Background
For my HCI Masters Project, I pursued a research project to investigate multimodal interaction in Network Visualization. Specifically, I studied how the individual modalities, Speech and Touch, lend themselves to Network Exploration tasks as well as the effects of priming with one modality when it comes to using both modalities in a multimodal system.
I collaborated with a PhD student in the Vis Lab at Georgia tech. He had created a multimodal system for network Visualization called Orko. He had conducted preliminary evaluations of the system earlier.
ORKO - Original system developed by PhD student
Research Objective
As part of my objectives, we wanted to take a closer look at really understanding how these modalities were utilized, and came up with the bunch of research questions outlined below.
Objectives
- O1: Understand individual modalities and their usage in the context of network data visualization and Explore use of multimodal Interaction
- O2 : To understand if and how priming with a single modality affects how a multimodal system is used.
Research Questions
- RQ1: How does natural language support network data exploration ? What are its strengths and weaknesses ? (O1)
- RQ2: How does direct manipulation support network data exploration ? What are its strengths and weaknesses ? (O1)
- RQ3: How do the two modalities work together ? (O1)
- RQ4: Can the 2 modalities complement each other? How can we make use of their strengths combined? (O1, O2)
- RQ5: Are the modalities particularly good for specific categories of tasks regardless of what users are familiar with ? (O2)
Process
I made improvements to the multimodal system that was already built, based on the feedback from the previous evaluative user study.
In order to truly understand how Natural language and Touch truly support interactions individually, I derived two new systems that were functionally equivalent to the multimodal system supporting interactions only via Touch and speech respectively.
This gave us the ability to deeply investigate the individual modalities as well as set us up for studying priming effects of one modality in how a multimodal system is used.
Improved ORKO
Unimodal System - Using only Speech input
Unimodal System - Using only Touch input
Design of Experiment
I designed an experiment to answer our research questions mentioned above. I recruited a total of 18 participants and split them into 3 groups of six each.
- The first group interacted with 2 systems - Touch-only system followed by the improved multimodal system.
- The second group interacted with 2 systems - Speech-only system followed by the improved multimodal system.
- The third group interacted with just the improved multimodal system.

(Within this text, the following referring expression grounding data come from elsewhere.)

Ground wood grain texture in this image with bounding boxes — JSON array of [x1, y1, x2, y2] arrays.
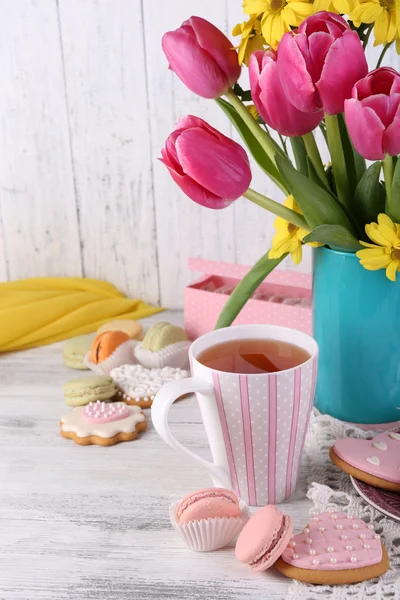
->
[[58, 0, 160, 304], [0, 311, 312, 599], [0, 0, 82, 280]]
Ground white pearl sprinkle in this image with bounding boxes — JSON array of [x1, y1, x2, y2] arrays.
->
[[331, 514, 338, 520], [328, 508, 334, 513], [293, 553, 299, 559], [351, 557, 357, 563], [327, 546, 334, 552], [288, 541, 296, 548], [360, 534, 366, 539], [347, 515, 353, 519], [353, 524, 359, 529], [375, 534, 380, 540], [304, 527, 310, 534], [335, 524, 343, 529], [318, 527, 325, 532], [346, 545, 353, 551], [363, 544, 370, 549], [312, 559, 319, 565], [309, 549, 316, 556], [330, 558, 337, 564], [305, 538, 312, 545], [341, 534, 348, 540], [368, 524, 374, 530], [312, 517, 319, 522]]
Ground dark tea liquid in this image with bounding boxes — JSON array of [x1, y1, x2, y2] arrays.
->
[[198, 339, 310, 374]]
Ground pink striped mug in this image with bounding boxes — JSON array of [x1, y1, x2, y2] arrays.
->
[[151, 324, 318, 506]]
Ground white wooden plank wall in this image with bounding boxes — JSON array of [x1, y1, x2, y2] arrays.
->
[[0, 0, 398, 307]]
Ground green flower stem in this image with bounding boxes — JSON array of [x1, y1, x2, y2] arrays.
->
[[383, 154, 394, 214], [376, 42, 393, 68], [243, 188, 309, 230], [325, 113, 351, 208], [302, 131, 329, 186], [225, 89, 278, 167]]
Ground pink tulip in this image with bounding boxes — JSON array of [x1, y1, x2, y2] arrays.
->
[[277, 12, 368, 115], [160, 115, 252, 209], [162, 16, 241, 99], [344, 67, 400, 160], [249, 50, 323, 137]]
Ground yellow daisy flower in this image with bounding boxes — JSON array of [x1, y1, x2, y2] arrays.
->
[[349, 0, 399, 48], [269, 195, 321, 265], [243, 0, 314, 49], [232, 17, 266, 65], [313, 0, 359, 14], [356, 214, 400, 281]]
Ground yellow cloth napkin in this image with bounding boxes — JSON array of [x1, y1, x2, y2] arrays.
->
[[0, 277, 164, 352]]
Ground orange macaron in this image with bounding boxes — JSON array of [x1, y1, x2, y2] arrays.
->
[[90, 331, 130, 364]]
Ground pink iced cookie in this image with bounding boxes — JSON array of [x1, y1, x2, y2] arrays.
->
[[330, 429, 400, 492], [276, 512, 389, 585]]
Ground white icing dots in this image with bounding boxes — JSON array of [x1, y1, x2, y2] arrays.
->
[[318, 527, 325, 532], [388, 431, 400, 441], [293, 553, 299, 559], [330, 558, 337, 564], [359, 534, 366, 539], [368, 524, 375, 530], [327, 546, 334, 552], [288, 541, 296, 548], [352, 523, 359, 529], [350, 557, 357, 563], [345, 545, 353, 551], [312, 559, 319, 565], [309, 549, 316, 556]]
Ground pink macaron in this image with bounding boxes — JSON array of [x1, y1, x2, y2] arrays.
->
[[235, 505, 293, 572], [176, 488, 241, 524]]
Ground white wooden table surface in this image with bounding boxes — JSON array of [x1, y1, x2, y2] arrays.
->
[[0, 311, 312, 600]]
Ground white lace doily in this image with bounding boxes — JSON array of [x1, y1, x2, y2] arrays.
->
[[287, 412, 400, 600]]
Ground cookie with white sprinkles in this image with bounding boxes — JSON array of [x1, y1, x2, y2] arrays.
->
[[110, 364, 189, 408]]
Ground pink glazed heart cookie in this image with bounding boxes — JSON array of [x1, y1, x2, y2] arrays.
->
[[60, 401, 146, 446], [275, 512, 389, 584], [330, 429, 400, 493]]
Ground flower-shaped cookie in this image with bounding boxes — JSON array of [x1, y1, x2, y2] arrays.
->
[[60, 401, 146, 446]]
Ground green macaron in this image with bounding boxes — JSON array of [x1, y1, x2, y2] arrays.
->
[[141, 322, 187, 352], [63, 375, 117, 406], [62, 333, 97, 369]]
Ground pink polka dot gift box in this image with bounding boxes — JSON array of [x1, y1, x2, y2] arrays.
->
[[184, 258, 312, 340]]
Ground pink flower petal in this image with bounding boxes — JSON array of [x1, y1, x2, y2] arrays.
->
[[277, 32, 320, 113], [162, 29, 228, 98], [162, 162, 229, 209], [318, 30, 368, 115], [383, 102, 400, 156], [176, 128, 251, 199], [189, 16, 241, 86], [345, 99, 385, 160]]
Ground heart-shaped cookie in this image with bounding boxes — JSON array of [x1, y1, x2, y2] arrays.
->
[[330, 429, 400, 493], [275, 512, 389, 585]]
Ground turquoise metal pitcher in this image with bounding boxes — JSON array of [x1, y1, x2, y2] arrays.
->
[[313, 246, 400, 424]]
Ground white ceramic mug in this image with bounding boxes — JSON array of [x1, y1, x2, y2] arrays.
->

Design of the study as it relates to the research questions
Design of Tasks
I designed a total of 6 tasks for each system, 5 of which were close-ended and one was designed to encourage open exploration of the system. The tasks also were constructed with an aim to span a set of common network exploration tasks (finding nodes, finding connections, finding paths, filtering nodes, visually encoding nodes, etc.). Participants could choose any of the above operations supported by the system to complete a specific task.
In order to really achieve our objectives of understanding the modalities and how they are utilized in the system, the tasks used in the evaluation needed to have the following characteristics:
- Be representative of real-world tasks
I chose an airport data set that had details about each airport and the connections they have between each other. This let me construct real world and meaningful tasks. - Be equally achievable across all three systems
For the 12 participants who would explore a unimodal system prior to the multimodal system, in order to reduce familiarity with the dataset, I used 2 flavors of the dataset, one with airports in US and Canada, and one of airports in the Asia Pacific region. Both datasets were of similar size and complexity.
I used 2 different versions of the same core 6 tasks in both conditions with tasks pertaining to the specific dataset. The US-Canada dataset was used in the unimodal (speech only or touch only) system and the Asia Pacific dataset was used with the multimodal system.
- Not be presented to the participants such that they can be simply read back to the system
We relied on a "Jeopardy!" style evaluation, (originally proposed by Gao et al) to phrase all the tasks. We presented them as scenarios or facts, that the participants were asked to prove/disprove by exploring the visualization.
Example Close-ended Task
Let us call airports that have direct flights to 55 or more other airports as “popular” airports. Visually prove that China has the most number of “popular” airports. Now, assume that you are traveling from Sydney Kingsford Smith airport to Domodedovo through one of these “popular” airports. Yes or No, must you then be travelling through either Thailand or China?
Example Open-ended Task
Pick any two airports that have at least one direct international flight. Consider these two airports and the airports they have direct flights to. Now compare the two groups of airports with regard to
Accessibility
Altitude ranges
Variety of time zones
You may also list any additional observations you make based on interacting with the network.
Measures
- Success or Failure to complete task
- Counts of touch / spoken utterances to complete each task
- Observational data + notes from user thinking aloud during session
- Quantitative data from post-session Questionnaires
- Qualitative data from post-session interviews
Data Analysis
The sessions were video recorded and we performed a closed coding of the recordings, using the 6 different network operations as our pre-established codes. A total of 945 interactions corresponding to the different network data operations across the 18 participants and the two study interfaces were recorded as shown below.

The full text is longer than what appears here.